Ilhan Omar et Rashida Tlaib, premières femmes musulmanes élues au Congrès

Dans le sillage d’Alexandria Ocasio-Cortez, deux autres visages incarnent à merveille le renouveau et l'avénement des minorités, ceux d'Ilhan Omar et Rashida Tlaib, lesquelles sont devenues les premières femmes de confession musulmane à être élues à la chambre des représentants,

Née en 1982 à Mogadiscio en Somalie, la première d’entre elles a été élue dans le Minnesota, un État du Midwest où elle s’était réfugiée à l’adolescence avec sa famille, après avoir fui la guerre civile somalienne. Déjà élue à la Chambre des représentants du Minnesota depuis 2016, et figure montante des Démocrates locaux, elle est devenue hier la première femme Américano-somalienne à faire son entrée au Congrès américain.

Rashida Tlaib, quant à elle, a remporté le 13e district du Michigan, l’un des fiefs démocrates de l’État, dans lequel elle était assurée de gagner en tant qu’unique candidate.

Cette fille d’immigrés palestiniens de 42 ans, née à Détroit en 1976, fait donc son entrée à la Chambre des représentants des États-Unis. Ilan Omar a félicité sa nouvelle consœur sur Twitter dans la foulée de leur élection.

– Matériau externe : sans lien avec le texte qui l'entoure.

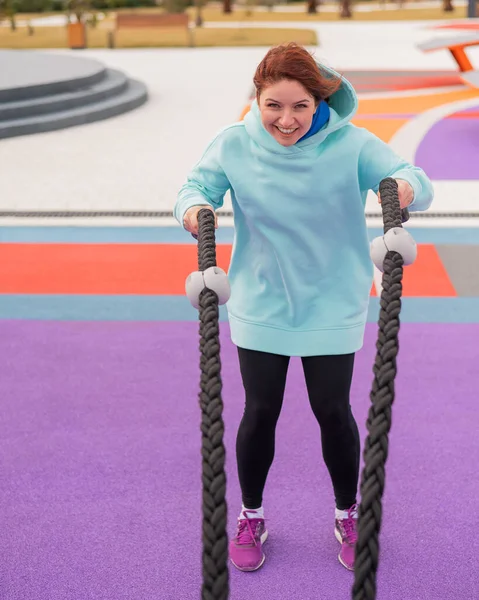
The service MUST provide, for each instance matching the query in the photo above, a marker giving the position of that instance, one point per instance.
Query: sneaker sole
(338, 537)
(264, 537)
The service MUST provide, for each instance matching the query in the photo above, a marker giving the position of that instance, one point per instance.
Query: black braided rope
(380, 412)
(215, 543)
(162, 214)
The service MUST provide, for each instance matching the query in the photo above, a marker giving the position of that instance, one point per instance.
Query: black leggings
(328, 380)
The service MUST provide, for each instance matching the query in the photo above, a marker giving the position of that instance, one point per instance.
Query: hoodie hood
(343, 105)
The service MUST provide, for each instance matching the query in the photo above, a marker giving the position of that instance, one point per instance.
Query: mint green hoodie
(300, 271)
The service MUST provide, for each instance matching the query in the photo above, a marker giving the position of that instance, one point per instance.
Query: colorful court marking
(101, 464)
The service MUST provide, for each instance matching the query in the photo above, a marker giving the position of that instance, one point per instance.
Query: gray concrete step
(133, 95)
(113, 83)
(28, 74)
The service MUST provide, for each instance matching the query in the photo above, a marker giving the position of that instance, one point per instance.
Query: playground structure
(100, 358)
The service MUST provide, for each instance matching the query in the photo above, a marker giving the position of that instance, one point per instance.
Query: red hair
(292, 61)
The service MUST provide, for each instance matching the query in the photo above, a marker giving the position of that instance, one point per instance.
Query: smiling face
(287, 111)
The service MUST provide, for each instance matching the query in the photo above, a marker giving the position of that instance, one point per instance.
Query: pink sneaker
(347, 534)
(246, 552)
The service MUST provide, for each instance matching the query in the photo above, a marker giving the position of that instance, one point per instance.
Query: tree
(8, 10)
(345, 12)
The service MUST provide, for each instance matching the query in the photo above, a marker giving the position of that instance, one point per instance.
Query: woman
(300, 273)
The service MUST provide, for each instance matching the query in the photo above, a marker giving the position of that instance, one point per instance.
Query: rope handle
(393, 215)
(378, 424)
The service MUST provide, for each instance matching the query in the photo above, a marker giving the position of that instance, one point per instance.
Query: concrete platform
(26, 74)
(42, 92)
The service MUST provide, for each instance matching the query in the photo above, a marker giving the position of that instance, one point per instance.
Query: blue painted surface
(177, 308)
(176, 235)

Ayanna Pressley, première femme noire à représenter le Massachusetts au Congrès

Élue démocrate de la municipalité de Boston, cette afro-américaine âgée de 44 ans va devenir la première femme noire à représenter le Massachusetts au Congrès américain. Native de Chicago, cette ancienne collaboratrice de John Kerry était sans adversaire et assurée de gagner son district, après sa large mais néanmoins surprenante victoire lors des primaires (59%) de septembre dernier, face à Michael Capuano.

Sharice Davids et Deb Haaland, premières femmes Amérindiennes à siéger au Congrès

Si des hommes Amérindiens avaient déjà été élus par le passé, aucune Amérindienne n’avait en revanche siégé au Congrès jusqu’à présent. C’est désormais chose faite avec les élections de Sharice Davids et Deb Haaland.

Sharice Davids

Sharice Davids, l'une des deux premières femmes amérindiennes a être élues au Congrès américain. Crédit photo : Sandeep Mishra.

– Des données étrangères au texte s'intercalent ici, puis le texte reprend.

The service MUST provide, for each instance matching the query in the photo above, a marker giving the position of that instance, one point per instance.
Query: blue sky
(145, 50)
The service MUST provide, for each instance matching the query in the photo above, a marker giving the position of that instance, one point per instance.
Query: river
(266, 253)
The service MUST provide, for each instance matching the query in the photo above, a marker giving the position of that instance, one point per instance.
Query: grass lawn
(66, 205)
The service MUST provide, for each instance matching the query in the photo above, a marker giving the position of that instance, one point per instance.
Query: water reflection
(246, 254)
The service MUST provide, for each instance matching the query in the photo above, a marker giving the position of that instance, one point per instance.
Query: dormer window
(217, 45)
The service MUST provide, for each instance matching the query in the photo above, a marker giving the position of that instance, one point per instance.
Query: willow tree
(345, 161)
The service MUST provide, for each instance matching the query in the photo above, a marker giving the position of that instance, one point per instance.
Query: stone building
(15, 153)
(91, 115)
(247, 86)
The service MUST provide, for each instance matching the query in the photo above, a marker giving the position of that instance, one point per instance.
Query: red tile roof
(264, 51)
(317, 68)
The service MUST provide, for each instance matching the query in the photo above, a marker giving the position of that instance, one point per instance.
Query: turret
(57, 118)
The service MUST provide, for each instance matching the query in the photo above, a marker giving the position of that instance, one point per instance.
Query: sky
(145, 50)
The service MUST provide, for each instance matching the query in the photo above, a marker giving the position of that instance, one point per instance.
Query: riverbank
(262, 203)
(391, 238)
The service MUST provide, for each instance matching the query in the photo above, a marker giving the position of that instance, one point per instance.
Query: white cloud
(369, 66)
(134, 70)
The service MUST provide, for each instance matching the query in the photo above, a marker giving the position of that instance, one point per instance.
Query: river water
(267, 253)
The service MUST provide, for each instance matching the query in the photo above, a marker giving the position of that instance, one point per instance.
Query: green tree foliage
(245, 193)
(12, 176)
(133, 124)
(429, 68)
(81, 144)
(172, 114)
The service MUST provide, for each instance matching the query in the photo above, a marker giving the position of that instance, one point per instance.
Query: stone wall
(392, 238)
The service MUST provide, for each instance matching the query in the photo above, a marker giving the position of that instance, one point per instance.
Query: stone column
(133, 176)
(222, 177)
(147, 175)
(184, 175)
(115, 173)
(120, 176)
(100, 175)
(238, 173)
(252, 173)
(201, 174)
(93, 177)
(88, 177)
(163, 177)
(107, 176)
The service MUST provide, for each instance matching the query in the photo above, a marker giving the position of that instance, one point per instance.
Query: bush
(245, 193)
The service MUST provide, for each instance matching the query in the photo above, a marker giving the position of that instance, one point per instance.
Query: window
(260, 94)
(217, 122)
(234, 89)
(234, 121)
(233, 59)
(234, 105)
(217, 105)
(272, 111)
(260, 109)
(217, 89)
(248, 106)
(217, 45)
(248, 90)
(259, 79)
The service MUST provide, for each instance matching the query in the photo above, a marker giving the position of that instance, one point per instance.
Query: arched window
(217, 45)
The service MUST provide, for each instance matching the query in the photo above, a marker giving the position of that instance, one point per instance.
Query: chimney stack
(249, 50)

Membre du parti démocrate, Sharice Davids - originaire de la tribu des Winnebagos - l’a emporté dans un fief pourtant conservateur du Kansas, face au républicain Kevin Yoder. Âgée de 38 ans, ouvertement homosexuelle et pratiquant le MMA, elle dénote par son parcours atypique car diplômée d’une institution publique d’enseignement supérieur.

Élevée par une mère célibataire ex-membre de l’armée, elle possède déjà une certaine expérience de la politique, ayant travaillé jadis au sein de l’administration Obama durant une année.

Deb Haaland

Issue de la tribu Laguna Pueblo, Deb Haaland a, elle, été élue dans le Nouveau Mexique. Agée de 57 ans, cette membre du parti démocrate est née dans la ville de Winslow, en Arizona, où son grand-père maternel travaillait au sein d'une compagnie ferroviaire dans le cadre de la politique d’« assimilation culturelle ». Son père, d’origine norvégienne, était un soldat vétéran du Corps des Marines des États-Unis et sa mère est une retraitée de l'US Navy.

Jared Polis, premier gouverneur ouvertement gay

Autre symbole marquant du scrutin, l’élection du démocrate Jared Polis qui, en battant son adversaire républicain Walter Stapleton, remporte le siège de gouverneur du Colorado, devenant ainsi le premier politicien ouvertement homosexuel à accéder à une telle fonction aux États-Unis.

En couple et père de deux enfants, ce millionnaire ayant fait fortune dans l’e-Commerce avait basé l’essentiel de sa campagne sur l’éducation ainsi que sur le soutien des anciens combattants.

Selon le magazine spécialisé Forbes, il est désormais le troisième élu le plus riche du Congrès, avec une fortune estimée à plus de 780 millions de dollars.

Pour rappel, lors des élections de mi-mandat qui se déroulent traditionnellement le mardi suivant le premier lundi de novembre, la totalité des 435 sièges de la Chambre des représentants des États-Unis, ainsi que 35 des 100 sièges du Sénat sont renouvelés. Ces deux hémicycles forment ce que l’on appelle le Congrès américain.